George was an aviator and owned a 'Cessna 210' and 'Beechcraft Bonanza.'
In 2002, he had undergone an emergency triple bypass surgery. He made only occasional appearances in films after that. He died on February 28, 2016, due to heart failure, at an assisted living facility in Middleton, Idaho.
At the time of his death, George was the oldest-living ‘Best Supporting Actor’ 'Academy Award'-winner, and the title was later passed on to Martin Landau. His day of death coincided with the 88th 'Academy Awards' ceremony.
George is often mistakenly credited for a brief role in the 1960 epic historical movie 'Spartacus,' which was actually played by stuntman Bob Morgan, who had a striking resemblance to him.

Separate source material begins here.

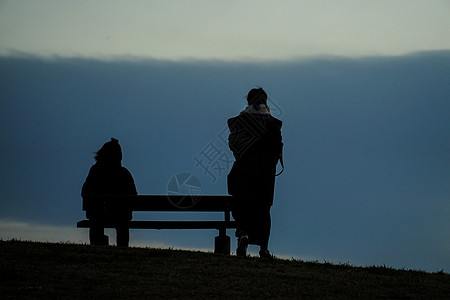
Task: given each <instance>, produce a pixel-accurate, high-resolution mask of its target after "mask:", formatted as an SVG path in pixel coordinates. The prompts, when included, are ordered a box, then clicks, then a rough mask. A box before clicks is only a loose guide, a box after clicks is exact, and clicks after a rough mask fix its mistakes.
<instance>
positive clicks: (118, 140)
mask: <svg viewBox="0 0 450 300" xmlns="http://www.w3.org/2000/svg"><path fill="white" fill-rule="evenodd" d="M94 158H95V160H96V161H97V162H99V163H102V164H110V165H117V164H121V162H122V148H121V147H120V145H119V140H117V139H115V138H111V141H109V142H107V143H105V144H104V145H103V147H101V148H100V150H98V151H97V152H96V153H95V156H94Z"/></svg>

In the 1970s, ‘Paramount Pictures’ had plans to remake the 1944 film ‘Double Indemnity.’ Kennedy was considered for the role of ‘Barton Keyes,’ which was originally played by Edward G Robinson.
He was also considered for the role of ‘Lex Luthor’ in 'Superman' (1978), which was eventually essayed by Gene Hackman.
The creators of the 1980 American satirical film 'Airplane!' (Inspired by 'Airport') approached George to play a bumbling plane dispatcher. He turned down the offer, as he "couldn't kill off his Airport cash-cow." The role was later played by Lloyd Bridges.